The second option is the intense autonomous option where you decide where you want to go, and how long you want to be in a specific location. It leaves all the planning responsibility on you in ensuring that you get to where you want to be when you want to be. It is essential to share that plan with the safari/rental company so that they can be able to monitor how you are travelling in case of emergency. Most car rentals offer unlimited mileage on their vehicles (a true saver, Namibia is huge!).
Picking the vehicle
The majority of vehicles used in self-drive tours and safaris are Toyota Hilux 4wd vehicles. The vehicle was perfectly built for the African environment and performs with ease in all environments. So sand, gravel, tar, streams, the Toyota Hilux is sturdy and will get you where you need to go. It is considered the most popular 4wd on the continent. Some come in double or single cab, depending on the number of people that are travelling. A single cab takes 2 people, whilst a double cab sits 4 comfortably, but you can squeeze in that cousin that doesn’t want to be left behind, although for long distances it is not advisable.
Self –drive vehicles come with or without camping equipment attached to the roof of the vehicle. If you are going to be staying in lodges and specialty lodging such as hotel rooms etc., then opting for a vehicle without camping facilities is the cheaper option (Although lodging will be much more expensive than camping). Vehicles that do have the camping equipment attached are also dependent on the number of individuals. Some have equipment for two (one tent affixed on top of the vehicle) whilst other come with equipment for four (also affixed on top of the vehicle). It’s safer they are on top of the car and not on the ground.
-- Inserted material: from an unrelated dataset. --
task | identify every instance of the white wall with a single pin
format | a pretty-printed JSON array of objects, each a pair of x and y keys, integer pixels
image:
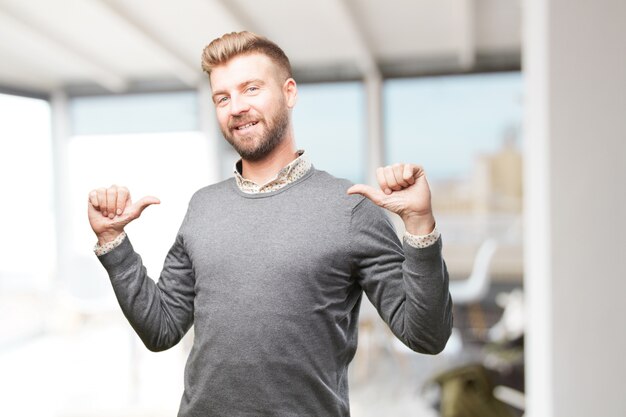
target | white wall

Plan accordingly. Plan your route, get advice and assistance for people who might have travelled the route or area before. Know what to expect but prepare for what you do not expect. It is better to be over prepared than to be under prepared. Also ensure you have all the supplies you need, some are provided by the rental company, like an extra mobile device, a gas stove, torch, shovel, pick axe, and usually, two spare tires. Get lots and lots of water, and snacks along the way. Namibia just has to be the place where you get the best dried meat. Others call it beef jerky, we call it biltong.
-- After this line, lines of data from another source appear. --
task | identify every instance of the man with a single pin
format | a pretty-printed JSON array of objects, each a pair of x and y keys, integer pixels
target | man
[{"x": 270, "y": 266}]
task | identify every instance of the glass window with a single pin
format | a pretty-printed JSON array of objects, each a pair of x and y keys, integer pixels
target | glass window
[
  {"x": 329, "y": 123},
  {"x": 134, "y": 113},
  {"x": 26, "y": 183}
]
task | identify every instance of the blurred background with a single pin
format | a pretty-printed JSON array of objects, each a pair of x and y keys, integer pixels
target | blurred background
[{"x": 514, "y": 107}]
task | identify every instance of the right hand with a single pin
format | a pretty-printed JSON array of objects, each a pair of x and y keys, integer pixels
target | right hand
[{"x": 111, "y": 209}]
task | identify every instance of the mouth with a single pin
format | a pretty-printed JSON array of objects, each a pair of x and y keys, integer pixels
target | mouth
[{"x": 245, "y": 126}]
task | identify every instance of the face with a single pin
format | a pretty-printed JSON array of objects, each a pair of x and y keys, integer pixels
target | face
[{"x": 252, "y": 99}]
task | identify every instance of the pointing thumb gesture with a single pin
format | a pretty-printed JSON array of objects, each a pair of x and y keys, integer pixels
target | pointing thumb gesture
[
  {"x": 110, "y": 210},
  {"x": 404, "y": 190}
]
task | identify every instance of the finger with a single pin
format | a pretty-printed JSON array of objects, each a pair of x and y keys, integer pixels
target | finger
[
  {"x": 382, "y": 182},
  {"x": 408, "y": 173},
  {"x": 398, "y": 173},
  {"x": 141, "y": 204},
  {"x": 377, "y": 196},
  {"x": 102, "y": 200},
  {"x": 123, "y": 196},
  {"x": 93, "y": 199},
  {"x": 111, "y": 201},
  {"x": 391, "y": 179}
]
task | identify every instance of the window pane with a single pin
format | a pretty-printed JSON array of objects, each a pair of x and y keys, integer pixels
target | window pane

Your driver’s license is important, as well as the license of every other individual who might drive on your trip. Keep your passport on you, which has your visa, in case it is required at the roadblock. Every rental place usually gives you documentation on the vehicle for when you drive to present to the relevant authorities, when required.
Hitting the road
Start out as early as possible if it’s a long drive so you drive whilst it’s cooler. Do not drive at night or whilst it is still dark unless extremely necessary, and when you do, be extremely cautious… Namibia has many animals that bounce, gallop, scatter, roll, creep or walk freely.